The disciples gathered during these days remembered Jesus saying “For their sake I consecrate myself; that they also may be consecrated in truth.” To be consecrated is to be set aside, literally “to be made sacred with”—that is, to be made sacred with God, sharing and participating in His sacredness, His holiness. Christians ever since have seen themselves set apart from society in holiness of life, to be agents of peace within their villages, towns, and cities. Jesus gave Himself for us, emptied Himself for us, with the express purpose and desire that those who follow Him would see it as their duty to live consecrated lives that work to spread peace even in the smallest ways: for nothing is small to God.
And Jesus prayed to the Father: “Sanctify them in the truth.” To be sanctified is to be made holy through the process of being taught by the Holy Spirit, indeed in receiving the gifts of the Holy Spirit: the gifts of Wisdom, Understanding, Counsel, Fortitude, Knowledge, Piety, and Holy Fear. These gifts were coming into the awareness of those gathered in the Upper Room between Ascension and Pentecost. They were beginning to exercise them, use them in specific ways, such as Saint Luke describes how they followed the Holy Spirit as He guided them in how to replace Judas Iscariot within the apostolic Twelve.
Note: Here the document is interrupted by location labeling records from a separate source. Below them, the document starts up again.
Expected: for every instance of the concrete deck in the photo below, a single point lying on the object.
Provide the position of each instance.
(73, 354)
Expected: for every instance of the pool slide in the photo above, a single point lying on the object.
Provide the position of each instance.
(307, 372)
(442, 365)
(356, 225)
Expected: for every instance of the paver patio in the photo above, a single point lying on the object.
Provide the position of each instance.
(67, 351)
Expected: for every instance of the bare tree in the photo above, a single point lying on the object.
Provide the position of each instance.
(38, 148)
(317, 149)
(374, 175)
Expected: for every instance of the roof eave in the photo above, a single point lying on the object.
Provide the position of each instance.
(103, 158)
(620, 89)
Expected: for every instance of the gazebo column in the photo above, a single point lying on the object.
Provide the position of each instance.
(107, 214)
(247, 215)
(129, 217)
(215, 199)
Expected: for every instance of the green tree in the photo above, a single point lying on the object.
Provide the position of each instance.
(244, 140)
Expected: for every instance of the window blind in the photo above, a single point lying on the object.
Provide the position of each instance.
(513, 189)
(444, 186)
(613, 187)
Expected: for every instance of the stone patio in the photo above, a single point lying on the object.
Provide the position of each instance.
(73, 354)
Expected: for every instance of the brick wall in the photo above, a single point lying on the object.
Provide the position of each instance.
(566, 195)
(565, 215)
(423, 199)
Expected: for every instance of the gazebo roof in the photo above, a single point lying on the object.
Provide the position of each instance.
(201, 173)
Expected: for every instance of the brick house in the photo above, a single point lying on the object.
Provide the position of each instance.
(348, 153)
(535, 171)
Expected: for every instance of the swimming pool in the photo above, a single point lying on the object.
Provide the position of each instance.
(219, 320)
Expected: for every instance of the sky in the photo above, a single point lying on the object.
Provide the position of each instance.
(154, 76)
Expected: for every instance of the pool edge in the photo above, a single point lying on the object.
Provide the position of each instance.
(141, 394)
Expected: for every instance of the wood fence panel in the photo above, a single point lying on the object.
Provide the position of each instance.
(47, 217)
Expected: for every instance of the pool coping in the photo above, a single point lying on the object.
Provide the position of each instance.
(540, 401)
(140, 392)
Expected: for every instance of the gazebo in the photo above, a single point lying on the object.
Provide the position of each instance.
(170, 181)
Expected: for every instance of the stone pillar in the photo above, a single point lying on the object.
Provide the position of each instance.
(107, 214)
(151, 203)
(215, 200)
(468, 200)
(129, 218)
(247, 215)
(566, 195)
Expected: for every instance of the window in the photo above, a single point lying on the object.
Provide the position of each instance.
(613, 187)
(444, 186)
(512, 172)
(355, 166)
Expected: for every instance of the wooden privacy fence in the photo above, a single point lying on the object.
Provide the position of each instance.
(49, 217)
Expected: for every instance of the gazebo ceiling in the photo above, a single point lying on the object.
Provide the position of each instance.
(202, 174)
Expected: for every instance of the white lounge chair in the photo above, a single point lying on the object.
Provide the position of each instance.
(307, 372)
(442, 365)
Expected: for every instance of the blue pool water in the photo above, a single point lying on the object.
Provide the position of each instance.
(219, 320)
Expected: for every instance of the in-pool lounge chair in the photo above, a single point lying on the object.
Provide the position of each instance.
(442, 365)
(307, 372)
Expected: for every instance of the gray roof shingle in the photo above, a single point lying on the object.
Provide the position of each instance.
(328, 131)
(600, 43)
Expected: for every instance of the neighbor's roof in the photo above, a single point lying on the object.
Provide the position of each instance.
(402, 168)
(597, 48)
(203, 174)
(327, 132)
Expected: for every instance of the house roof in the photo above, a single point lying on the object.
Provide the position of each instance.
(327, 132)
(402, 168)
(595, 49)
And this is why the Church asks for the gifts of the Holy Spirit: to be able to actively follow the Holy Spirit to make choices in this world that are holy and accord with the will of God. With the whole Church, let us pray:
Holy Spirit of God, you have poured your love into our hearts and granted us a diversity of gifts for the building up of your Holy Church: Come to us now in power and stir up those gifts among your faithful people in the Parish of Tazewell County, that we may without shame, fear, or fatigue announce to those around us the good news of your coming Kingdom, and in our common life bear winsome witness to the same, that the world may know that you are making all things new and that we are your disciples; through Jesus Christ, who lives and reigns with you and the Father, ever one God. Amen.